先日、あるクライアント旅館での会議中に出た話です。この旅館とは10年近くのお付き合いで、毎月現地を訪れています。元々、日々精進されている素晴らしいおもてなしと、積極的な営業姿勢により、年間稼働率が 90%に迫り、これ以上 売りたくとも「売る部屋がない」という状況になってしまっています。
その旅館では、自社ホームページを含むネット販売を強化し、ネットエージェント(OTA)ごとに多少の価格差はあれど、365日、空いている部屋があればサイトコントローラーを使い「平等に」部屋を提供していました。

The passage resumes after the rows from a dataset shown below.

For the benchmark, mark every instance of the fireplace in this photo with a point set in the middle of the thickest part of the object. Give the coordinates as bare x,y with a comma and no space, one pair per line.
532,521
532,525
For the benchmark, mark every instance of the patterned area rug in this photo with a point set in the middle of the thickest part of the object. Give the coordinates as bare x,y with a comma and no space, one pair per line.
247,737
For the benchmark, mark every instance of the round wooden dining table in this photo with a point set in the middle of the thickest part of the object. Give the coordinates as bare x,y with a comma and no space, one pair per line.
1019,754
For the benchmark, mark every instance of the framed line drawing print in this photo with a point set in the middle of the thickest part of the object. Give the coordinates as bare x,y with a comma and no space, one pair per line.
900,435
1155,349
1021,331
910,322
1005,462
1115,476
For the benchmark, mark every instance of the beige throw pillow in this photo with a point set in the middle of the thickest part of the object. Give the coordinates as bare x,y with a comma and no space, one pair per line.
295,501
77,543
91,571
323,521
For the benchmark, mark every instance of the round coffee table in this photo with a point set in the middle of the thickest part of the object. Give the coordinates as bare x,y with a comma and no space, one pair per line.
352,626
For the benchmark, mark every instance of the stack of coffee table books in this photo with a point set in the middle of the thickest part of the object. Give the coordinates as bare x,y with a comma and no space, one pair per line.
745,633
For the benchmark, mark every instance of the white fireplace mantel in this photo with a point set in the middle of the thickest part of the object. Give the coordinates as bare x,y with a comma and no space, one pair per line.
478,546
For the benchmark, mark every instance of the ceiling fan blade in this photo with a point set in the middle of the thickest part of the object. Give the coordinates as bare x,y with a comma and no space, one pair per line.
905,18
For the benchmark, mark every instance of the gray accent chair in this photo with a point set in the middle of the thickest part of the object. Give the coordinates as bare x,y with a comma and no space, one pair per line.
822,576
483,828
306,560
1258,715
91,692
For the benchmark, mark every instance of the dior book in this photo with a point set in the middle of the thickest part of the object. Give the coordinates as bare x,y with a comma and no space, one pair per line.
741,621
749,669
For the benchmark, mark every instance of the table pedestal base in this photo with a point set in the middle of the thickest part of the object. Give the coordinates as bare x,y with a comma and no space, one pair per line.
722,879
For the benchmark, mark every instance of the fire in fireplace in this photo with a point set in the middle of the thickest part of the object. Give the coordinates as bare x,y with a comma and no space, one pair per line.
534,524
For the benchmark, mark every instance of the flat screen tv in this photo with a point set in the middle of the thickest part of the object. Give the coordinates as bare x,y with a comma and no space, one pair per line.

ネット販売において、多くの「売り場」をシステムの力で開拓するのはアクセスアップに繋がるので、その戦略は間違っていません。しかし、長年その戦略を続けていると、どうしても「偏り」が出てしまいます。ここで言う「偏り」とは、「平日も多く販売しているOTAがある反面、休前日などの特定日しか売れていないOTAも存在する」ということです。
この旅館にとって、休前日は放っておいても売れるので、その特定日のみに予約が集中するOTAの存在は、部屋をブロックして、特定日しか販売できないリアルエージェントと同程度の価値しかありません。つまり「平日にどの程度売ってくれるのか」が重要な要素となります。(「売ってくれる」と他力本願的な言い方をしましたが、前提条件として魅力的なプラン造成などの宿側の企業努力が存在します)。
さらに、OTAのなかでも売り上げ構成比を高く占めるサイトで上位検索されるために、「売上」の要素が多くなってきています。休前日などの特定日しか売れないOTAで貴重な部屋を売るのであれば、売上構成比の高いOTAや自社HPで「売りやすい日(部屋)」を売り、さらなる増売と利益向上を考えていくのは自明の理です。この旅館では、サイトコントローラーのシステムも活用し「平日に多くの送客をしているサイト」に優先的に「売れる日(特定日)」を売るという施策を行うことを決めました。
自社HPと売り上げ構成比率が高いOTAには、「売れる日(特定日)」にも部屋を出しますが、それ以外の貢献度が低いサイトについては、平日(売りにくい日)しか部屋提供をしないという「戦術」を取っていくということです。
さらに、この機会に「もう一度、リアルエージェントの客室提供を見直し、それによって取引をやめるケースも厭わない」という結論に達しました。リアルエージェントの客室提供を見直し、ネットに部屋を出すというのは既に当たり前になっていますが、ここにきて「OTAのなかでも優先順位をつける」という施策を考える時期に来ています。
媒体ごとの「平日貢献度」を検証すると、また新しい施策が見えてきますので、一度検証されてみることをオススメいたします。